After 3 weeks of treatment, all ankle joints were removed and investigated by histology to assess the presence and extent of arthritis symptoms such as synovial membrane hyperplasia, subsynovial fibrosis of the surrounding loose connective tissue, inflammatory cell infiltration, and pannus formation (organized inflammatory exudate within the joint space).

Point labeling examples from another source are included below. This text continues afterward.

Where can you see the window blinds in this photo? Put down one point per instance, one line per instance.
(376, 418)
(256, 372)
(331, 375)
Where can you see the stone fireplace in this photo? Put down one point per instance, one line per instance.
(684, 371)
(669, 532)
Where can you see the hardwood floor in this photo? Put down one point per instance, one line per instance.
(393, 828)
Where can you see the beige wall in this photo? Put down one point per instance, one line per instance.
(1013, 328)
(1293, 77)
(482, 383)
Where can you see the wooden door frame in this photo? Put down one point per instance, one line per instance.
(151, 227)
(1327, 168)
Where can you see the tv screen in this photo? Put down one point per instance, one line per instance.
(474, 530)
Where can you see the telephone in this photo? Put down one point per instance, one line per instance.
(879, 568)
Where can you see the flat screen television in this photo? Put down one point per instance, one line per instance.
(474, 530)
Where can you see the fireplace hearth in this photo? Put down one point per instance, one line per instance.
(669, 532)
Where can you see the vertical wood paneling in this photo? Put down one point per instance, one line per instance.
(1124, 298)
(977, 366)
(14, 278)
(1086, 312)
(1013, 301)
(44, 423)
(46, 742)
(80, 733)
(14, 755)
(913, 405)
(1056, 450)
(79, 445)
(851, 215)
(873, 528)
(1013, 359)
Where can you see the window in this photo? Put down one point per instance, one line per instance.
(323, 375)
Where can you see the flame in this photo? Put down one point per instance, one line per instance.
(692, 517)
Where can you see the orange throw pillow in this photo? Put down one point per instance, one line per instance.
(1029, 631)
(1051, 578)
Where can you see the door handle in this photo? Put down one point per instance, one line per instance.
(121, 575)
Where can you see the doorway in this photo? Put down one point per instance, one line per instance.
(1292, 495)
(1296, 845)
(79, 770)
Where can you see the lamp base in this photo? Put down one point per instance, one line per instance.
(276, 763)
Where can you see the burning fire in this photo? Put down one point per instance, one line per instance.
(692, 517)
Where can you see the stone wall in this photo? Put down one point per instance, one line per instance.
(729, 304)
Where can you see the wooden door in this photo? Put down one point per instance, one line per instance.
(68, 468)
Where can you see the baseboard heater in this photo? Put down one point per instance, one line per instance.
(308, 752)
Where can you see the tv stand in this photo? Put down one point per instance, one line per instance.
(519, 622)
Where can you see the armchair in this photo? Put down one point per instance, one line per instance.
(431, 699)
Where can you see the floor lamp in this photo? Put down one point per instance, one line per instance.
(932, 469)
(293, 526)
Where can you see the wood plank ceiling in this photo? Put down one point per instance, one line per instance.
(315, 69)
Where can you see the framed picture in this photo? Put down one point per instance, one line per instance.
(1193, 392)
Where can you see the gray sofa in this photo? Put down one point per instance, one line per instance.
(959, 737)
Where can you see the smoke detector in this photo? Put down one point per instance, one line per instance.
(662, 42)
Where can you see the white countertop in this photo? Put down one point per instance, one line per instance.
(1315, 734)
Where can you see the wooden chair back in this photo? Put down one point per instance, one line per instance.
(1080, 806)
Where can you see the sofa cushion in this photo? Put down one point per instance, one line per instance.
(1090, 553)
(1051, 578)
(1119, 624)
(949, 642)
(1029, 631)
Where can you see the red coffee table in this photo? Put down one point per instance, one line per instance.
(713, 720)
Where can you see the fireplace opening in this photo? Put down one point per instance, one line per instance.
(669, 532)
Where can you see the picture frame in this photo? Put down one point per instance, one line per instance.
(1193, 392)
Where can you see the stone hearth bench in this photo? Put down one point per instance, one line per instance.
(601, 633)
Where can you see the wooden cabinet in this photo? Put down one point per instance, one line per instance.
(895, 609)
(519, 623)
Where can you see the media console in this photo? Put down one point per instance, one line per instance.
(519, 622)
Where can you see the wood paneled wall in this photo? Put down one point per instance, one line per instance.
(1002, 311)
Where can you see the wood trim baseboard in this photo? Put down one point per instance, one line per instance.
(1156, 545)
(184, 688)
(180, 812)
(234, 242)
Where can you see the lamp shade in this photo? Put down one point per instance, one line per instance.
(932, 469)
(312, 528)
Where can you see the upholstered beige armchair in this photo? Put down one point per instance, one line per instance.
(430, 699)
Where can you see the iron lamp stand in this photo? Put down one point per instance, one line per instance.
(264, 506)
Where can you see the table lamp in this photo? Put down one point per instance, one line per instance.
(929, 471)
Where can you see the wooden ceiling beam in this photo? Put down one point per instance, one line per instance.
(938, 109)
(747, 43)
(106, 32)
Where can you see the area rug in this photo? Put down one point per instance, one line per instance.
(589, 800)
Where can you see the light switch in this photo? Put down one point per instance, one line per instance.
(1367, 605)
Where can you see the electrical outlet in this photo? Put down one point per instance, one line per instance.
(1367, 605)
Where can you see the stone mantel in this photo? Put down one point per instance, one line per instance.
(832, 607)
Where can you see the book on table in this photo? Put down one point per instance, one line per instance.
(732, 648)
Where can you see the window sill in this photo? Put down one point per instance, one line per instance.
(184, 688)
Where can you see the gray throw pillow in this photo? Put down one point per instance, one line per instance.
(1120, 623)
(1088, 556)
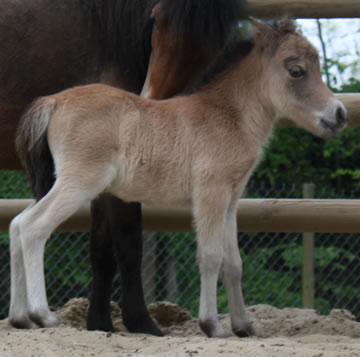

Already at low magnification, the different grades of destruction in the ankle joints between treated animals and controls became visible (Fig. 4). The ankle joints of control animals showed unchanged healthy joint structures. In contrast, the inflamed joints of animals after 3 weeks of meloxicam treatment revealed histological signs of moderate arthritis with synovial proliferation, synovial fibrosis, inflammatory cell infiltration, and pannus formation. All signs of chronic inflammatory arthritis were highly pronounced in animals with pain treatment only (Fig. 4).

Fig. 4

Representative histological sections of ankle joints with corresponding NIRF images and $I_{\mathrm{NF}}$ values. Fluorescence images are shown in false colors (range 0 to 100,000 for all color bars) (a) Control animal without arthritis showing faint fluorescence in both ankle joints and normal histological structures (left joint); (b) animal after 3 weeks of meloxicam therapy with prominent fluorescence in both ankle joints revealing histological medium grade destruction of the joints (right joint); (c) ankle joints with persisting high-grade arthritis during analgesic tramadol hydrochloride treatment only, revealing severe histological joint destruction (right joint) and bright fluorescence. Fluorescence at the tail base is due to local inflammation at the site of intradermal collagen injection. The reference cube is visible in the right upper corner.